Когда я впервые читал Священное Писание лет в пятнадцать, меня очень поразило свидетельство апостола Павла: Жизнь для меня — Христос, смерть — приобретение, потому что, пока я живу в теле, я отдален от Бога (Флп. 1, 21; 1 Кор. 5, 6). И в другом месте он говорит: Для меня умереть вовсе не значит совлечься временной жизни, то есть ее потерять, а облечься в вечность, то есть войти в вечность уже в такой мере, в какой нельзя ее переживать, будучи в теле. И это мы все знаем в зачаточном смысле. Скажем, мы хотим молиться, душа рвется к Богу, а берет верх усталость души, одолевает усталость тела, и — как волна, которая ударяется об утес, всплескивается кверху и опадает вновь, — этот порыв уже кончен. Мы все знаем на опыте, как самые глубокие, сильные переживания разбиваются о такие простые вещи, как телесная усталость или что-то подобное. Так это бывает жалко и больно: вы сидите, например, с больным человеком, с умирающим, кого вы любите всей своей любовью, и вдруг обнаруживаете, что заснули. Как это можно?! Человек умирает, а я заснул — тело победило. Душа бы бодрствовала, а тело не осилило. Так что в этом отношении апостол Павел выражал что-то очень понятное, когда говорил: Кто меня освободит от этого тела тления, тела, которое меня тянет вниз? — не потому что тело плохо, а потому что оно не пронизано вечной жизнью и поэтому не может меня держать на уровне вечной жизни.

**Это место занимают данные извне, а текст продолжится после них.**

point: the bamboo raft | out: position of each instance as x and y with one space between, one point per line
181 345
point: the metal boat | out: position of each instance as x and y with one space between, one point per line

И вот когда мы думаем о смерти — своей или чужой, — мне кажется, нам надо помнить, что ни себя, ни другого по-настоящему к смерти приготовить нельзя, так же как нельзя научить человека тому, чему сам не научился. Никто из нас не имеет опыта смерти. Некоторые из нас, когда тяжело болели, может быть, доходили до грани смерти, но вернулись; и поэтому мы можем говорить о постепенном умирании, во всяком случае, те, которые прошли через этот процесс; говорить о том, что смерть стояла перед глазами, могут те, которые были на войне или в какой-нибудь катастрофе; но о самой смерти никто из нас не может сказать ничего; единственно могли бы сказать Лазарь воскресший или Спаситель Христос. О чем же мы можем тогда говорить? Как мы можем готовить себя или другого человека к этому таинственному переходу? Мне кажется, нам может единственно помочь именно то слово апостола Павла, что для него смерть — облечение в вечность. Что мы можем сделать для себя и в какой-то мере для других — это им помочь вырасти в какую-то меру опыта вечной жизни, который снимает страх временного умирания.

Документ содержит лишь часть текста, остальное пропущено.